Wenn das die US-amerikanische Frauenpolitik ist, was ist dann der Unterschied zur Männerpolitik? Kamala Harris’ Gleichgültigkeit gegenüber afghanischen, palästinensischen oder ukrainischen Frauen ist vielleicht noch schockierender als die Billardhallen-Kommentare über Donald Trumps Frauen oder die Blowjobs, die Präsident Clinton von der sehr jungen Monica Lewinski im Hinterzimmer des Oval Office bekam.
Und warum? Weil Kamala Harris eine Frau ist und weiß, was es bedeutet, im Alter von zwölf Jahren von den Eltern als Kinderbraut an alte afghanische Geiferer verkauft zu werden, um ein paar Schulden zu begleichen. Weil sie eine Frau ist und weiß, was es für afghanische Mädchen bedeutet, keine Möglichkeit zu haben, zur Schule zu gehen und unwissend zu bleiben. Weil sie eine Frau ist und, auch wenn sie nie Mutter war, weiß, was es bedeutet, ihre Kinder unter den Bomben sterben zu sehen, sie verhungern zu sehen und nichts zu essen zu haben. Frauen kennen diese Tragödien, sie verstehen sie, sie leiden solidarisch darunter, weil sie sie in ihrer DNA verschlüsselt haben.
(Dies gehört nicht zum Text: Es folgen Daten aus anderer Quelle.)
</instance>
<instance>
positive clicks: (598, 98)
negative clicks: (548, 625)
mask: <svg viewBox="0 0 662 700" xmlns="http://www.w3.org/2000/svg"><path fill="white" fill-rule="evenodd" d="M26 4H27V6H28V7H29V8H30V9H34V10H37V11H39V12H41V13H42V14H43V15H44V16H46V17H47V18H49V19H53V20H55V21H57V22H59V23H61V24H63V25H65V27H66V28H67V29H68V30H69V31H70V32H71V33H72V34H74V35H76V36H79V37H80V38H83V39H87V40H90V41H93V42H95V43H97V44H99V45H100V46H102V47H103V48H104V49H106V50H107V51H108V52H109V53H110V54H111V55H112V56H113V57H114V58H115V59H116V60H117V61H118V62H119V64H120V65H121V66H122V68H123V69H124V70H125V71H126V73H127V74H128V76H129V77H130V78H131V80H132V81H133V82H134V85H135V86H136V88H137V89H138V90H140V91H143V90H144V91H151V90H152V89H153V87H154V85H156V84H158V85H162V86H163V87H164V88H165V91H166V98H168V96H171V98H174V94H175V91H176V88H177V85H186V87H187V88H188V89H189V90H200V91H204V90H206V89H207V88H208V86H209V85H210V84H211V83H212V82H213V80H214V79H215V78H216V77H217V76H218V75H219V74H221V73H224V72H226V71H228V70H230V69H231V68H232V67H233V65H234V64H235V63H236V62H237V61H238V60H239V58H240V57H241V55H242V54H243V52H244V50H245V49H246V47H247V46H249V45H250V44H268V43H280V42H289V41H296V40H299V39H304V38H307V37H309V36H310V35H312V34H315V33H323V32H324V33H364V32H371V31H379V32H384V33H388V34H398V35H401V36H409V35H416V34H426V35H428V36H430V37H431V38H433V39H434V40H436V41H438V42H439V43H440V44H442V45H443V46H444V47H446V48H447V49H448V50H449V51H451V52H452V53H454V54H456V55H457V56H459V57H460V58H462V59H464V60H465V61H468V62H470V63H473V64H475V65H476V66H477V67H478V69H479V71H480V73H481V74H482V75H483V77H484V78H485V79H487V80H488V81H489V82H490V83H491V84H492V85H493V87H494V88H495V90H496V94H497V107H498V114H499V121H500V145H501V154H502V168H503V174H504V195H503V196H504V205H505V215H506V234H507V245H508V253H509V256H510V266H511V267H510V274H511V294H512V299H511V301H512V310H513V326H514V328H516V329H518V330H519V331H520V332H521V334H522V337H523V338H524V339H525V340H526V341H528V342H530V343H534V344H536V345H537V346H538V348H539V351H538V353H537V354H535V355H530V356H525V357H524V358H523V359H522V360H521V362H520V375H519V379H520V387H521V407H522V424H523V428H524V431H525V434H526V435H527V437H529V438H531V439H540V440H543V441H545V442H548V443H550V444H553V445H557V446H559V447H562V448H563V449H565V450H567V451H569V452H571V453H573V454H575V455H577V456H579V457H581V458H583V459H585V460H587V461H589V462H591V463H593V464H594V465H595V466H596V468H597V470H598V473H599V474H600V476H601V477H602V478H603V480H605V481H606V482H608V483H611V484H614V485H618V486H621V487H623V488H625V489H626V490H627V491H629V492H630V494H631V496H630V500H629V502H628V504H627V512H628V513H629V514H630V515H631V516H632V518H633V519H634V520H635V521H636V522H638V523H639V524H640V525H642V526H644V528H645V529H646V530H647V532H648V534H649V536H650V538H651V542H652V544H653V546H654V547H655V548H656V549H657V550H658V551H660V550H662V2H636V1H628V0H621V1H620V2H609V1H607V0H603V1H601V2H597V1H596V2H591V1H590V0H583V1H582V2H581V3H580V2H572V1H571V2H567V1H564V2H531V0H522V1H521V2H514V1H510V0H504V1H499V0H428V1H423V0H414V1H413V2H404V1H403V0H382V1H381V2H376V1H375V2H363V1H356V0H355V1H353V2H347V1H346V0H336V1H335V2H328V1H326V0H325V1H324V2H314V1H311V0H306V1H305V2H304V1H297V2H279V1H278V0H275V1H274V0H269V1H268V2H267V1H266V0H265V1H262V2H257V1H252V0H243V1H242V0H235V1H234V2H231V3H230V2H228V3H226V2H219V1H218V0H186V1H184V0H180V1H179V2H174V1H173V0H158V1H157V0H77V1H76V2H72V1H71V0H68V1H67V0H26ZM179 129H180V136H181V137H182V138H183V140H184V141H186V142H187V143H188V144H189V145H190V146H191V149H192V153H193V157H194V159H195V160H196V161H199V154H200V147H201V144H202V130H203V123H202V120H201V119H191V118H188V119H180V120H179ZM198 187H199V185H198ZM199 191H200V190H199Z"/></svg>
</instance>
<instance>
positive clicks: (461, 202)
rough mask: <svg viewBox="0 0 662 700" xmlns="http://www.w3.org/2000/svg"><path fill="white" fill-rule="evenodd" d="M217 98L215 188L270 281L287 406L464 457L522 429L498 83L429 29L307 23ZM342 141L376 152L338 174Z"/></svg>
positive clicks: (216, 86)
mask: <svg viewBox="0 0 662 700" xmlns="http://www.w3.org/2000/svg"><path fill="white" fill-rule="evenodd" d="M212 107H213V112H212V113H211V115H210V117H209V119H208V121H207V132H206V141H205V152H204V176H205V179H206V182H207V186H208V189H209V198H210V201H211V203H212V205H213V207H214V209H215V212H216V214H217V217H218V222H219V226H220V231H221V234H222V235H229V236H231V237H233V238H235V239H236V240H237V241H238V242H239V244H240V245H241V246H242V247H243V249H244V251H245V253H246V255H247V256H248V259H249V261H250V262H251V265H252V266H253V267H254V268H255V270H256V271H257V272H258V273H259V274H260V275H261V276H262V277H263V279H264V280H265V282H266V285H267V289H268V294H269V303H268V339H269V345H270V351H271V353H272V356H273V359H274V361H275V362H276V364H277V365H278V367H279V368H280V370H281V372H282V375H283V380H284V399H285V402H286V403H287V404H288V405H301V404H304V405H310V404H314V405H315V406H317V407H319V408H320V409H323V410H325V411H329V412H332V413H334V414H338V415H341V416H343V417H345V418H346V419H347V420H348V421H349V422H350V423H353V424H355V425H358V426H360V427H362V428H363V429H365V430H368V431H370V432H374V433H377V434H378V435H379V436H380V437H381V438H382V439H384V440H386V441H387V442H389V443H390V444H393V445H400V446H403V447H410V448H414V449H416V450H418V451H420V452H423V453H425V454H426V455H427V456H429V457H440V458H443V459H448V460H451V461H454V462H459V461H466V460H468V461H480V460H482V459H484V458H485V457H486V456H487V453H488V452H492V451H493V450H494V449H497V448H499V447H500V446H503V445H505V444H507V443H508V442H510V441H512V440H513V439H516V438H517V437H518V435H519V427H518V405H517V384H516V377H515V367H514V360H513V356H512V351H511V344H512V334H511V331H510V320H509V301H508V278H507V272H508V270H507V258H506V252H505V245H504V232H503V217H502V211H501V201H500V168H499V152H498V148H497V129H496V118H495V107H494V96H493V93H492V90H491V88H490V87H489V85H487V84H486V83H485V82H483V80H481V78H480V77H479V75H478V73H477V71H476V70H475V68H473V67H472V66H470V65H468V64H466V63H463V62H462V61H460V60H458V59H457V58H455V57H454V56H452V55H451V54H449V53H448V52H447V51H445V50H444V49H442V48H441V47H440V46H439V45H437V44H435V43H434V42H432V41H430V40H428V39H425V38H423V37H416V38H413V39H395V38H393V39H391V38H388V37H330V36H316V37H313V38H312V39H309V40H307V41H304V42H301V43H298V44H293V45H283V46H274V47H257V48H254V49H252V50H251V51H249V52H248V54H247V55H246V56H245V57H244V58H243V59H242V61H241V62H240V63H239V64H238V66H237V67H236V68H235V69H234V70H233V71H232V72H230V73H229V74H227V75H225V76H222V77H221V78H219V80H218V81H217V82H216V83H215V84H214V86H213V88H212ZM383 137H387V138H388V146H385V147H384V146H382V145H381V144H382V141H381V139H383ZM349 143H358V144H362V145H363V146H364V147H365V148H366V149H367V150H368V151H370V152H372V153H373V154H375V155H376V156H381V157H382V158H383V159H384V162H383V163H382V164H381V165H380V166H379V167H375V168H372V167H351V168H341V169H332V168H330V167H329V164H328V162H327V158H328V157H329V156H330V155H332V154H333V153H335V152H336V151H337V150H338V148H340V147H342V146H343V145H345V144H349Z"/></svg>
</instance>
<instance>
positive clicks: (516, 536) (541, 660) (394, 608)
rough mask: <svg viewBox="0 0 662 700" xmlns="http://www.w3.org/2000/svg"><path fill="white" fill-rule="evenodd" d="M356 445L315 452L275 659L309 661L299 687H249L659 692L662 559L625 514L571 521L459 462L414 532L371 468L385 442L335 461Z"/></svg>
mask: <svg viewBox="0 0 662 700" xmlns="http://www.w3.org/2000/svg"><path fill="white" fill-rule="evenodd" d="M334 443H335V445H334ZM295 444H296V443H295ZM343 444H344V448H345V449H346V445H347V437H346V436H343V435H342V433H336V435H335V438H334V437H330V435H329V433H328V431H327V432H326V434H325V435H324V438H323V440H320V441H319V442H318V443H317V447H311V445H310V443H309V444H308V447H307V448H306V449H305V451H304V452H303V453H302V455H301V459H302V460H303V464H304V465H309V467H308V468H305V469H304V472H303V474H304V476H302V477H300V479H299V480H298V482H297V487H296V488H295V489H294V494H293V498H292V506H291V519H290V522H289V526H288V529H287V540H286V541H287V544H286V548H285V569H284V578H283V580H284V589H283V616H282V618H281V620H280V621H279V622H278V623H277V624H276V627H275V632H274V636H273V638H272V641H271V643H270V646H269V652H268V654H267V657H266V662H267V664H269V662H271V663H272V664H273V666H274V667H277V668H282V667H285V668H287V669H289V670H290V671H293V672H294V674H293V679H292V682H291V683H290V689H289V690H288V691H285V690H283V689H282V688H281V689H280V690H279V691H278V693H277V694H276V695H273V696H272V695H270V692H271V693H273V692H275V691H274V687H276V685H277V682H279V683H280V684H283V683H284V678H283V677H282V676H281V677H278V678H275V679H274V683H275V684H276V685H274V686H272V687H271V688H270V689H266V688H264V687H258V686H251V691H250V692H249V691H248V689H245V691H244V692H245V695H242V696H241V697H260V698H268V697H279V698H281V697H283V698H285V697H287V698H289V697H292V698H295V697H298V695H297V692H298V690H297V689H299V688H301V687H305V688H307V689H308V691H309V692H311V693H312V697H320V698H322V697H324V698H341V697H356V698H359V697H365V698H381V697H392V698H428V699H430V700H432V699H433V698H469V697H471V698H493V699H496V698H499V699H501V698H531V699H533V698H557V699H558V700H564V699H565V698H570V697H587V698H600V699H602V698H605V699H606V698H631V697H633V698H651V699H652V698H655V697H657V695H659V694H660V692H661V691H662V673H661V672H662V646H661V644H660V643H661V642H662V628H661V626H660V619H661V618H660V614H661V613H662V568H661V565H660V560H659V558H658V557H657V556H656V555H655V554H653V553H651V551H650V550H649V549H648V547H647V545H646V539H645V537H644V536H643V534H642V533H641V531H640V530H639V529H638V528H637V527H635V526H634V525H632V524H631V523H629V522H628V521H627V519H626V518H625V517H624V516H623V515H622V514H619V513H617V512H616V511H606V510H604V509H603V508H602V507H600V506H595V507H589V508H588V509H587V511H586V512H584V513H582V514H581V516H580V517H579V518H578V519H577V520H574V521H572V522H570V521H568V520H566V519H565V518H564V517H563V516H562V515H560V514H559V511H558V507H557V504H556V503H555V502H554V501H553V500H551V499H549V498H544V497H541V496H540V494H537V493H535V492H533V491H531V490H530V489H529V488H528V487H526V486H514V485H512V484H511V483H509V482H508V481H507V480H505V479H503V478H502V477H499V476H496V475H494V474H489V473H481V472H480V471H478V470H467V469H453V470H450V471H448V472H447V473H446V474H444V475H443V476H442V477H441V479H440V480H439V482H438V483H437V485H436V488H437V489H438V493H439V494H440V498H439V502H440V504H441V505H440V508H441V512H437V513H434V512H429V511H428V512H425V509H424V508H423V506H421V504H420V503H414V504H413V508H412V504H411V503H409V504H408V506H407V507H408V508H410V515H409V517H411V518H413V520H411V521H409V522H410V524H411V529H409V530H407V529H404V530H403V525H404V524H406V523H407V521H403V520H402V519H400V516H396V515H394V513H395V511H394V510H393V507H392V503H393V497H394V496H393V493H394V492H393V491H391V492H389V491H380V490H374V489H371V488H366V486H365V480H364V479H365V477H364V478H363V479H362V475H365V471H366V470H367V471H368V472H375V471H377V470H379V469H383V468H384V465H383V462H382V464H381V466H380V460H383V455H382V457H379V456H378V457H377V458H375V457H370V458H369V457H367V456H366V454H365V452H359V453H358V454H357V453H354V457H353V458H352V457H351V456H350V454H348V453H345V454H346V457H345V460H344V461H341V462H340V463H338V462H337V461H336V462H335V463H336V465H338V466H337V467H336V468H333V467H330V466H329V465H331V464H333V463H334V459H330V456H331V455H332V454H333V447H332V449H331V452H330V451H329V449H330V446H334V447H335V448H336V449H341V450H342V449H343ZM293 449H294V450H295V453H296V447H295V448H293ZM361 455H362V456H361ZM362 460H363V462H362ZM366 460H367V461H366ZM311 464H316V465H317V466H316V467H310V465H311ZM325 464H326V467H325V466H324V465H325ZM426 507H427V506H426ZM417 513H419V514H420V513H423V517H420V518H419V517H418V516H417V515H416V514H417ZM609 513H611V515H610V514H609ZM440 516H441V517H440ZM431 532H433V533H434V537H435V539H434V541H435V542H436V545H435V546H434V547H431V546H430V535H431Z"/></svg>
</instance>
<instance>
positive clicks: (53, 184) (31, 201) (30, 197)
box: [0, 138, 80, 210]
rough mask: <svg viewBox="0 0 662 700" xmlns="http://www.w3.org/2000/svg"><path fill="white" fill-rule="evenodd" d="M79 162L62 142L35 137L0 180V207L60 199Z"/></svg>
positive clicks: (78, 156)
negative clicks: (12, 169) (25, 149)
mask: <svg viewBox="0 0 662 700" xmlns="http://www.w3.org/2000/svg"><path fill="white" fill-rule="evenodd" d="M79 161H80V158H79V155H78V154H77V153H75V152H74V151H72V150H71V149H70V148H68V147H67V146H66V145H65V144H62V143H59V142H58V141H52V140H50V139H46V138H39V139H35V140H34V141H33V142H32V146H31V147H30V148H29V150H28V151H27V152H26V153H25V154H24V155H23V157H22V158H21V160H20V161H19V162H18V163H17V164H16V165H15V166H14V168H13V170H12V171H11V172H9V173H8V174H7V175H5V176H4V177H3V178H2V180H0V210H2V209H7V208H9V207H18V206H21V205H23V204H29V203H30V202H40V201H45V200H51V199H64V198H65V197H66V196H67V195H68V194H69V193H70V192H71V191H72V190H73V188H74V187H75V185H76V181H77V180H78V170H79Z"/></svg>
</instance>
Der wirkliche Sieg wird kommen, wenn es eine echte Frau im Rennen um das Weiße Haus gibt, eine Frau, deren Karriere ihre Seele nicht ausgelöscht hat. Aber eine solche Frau hat noch nicht einmal das große Amerika hervorgebracht. Und wer weiß, vielleicht wird es auch nie dazu kommen, denn auch das demokratische System ist immer noch männlich strukturiert und sieht Frauen als entbehrlich an. Und diejenigen, die wie Nancy Pelosi oder Hilary Clinton oder Kamala Harris in dieses System eingebunden sind, müssen diese Ansicht teilen, vorausgesetzt natürlich, sie trifft nicht auf sie zu. Vielleicht muss man, um eine echte Frau als Kandidatin zu haben, erst einmal das ganze System aus den Angeln heben.
***
Loretta Napoleoni ist eine international anerkannte Wirtschaftswissenschaftlerin. Sie hat an den Cambridge Judge Business Schools gelehrt und wurde 2009 als Rednerin auf die TED-Konferenz zu Terrorismusfragen eingeladen. Im Jahr 2005 leitete sie die Expertengruppe für Terrorismusfinanzierung auf der vom Club de Madrid organisierten internationalen Konferenz über Terrorismus und Demokratie. Napoleoni ist Autorin mehrerer erfolgreicher Bücher, darunter «Terrorismo SPA» und «Maonomics», das in 18 Sprachen, darunter Arabisch und Chinesisch, übersetzt wurde, sowie «ISIS, lo stato del terrore» (ISIS, der Terrorstaat), das in 20 Ländern veröffentlicht wurde. Das neueste Buch trägt den Titel «Technocapitalism».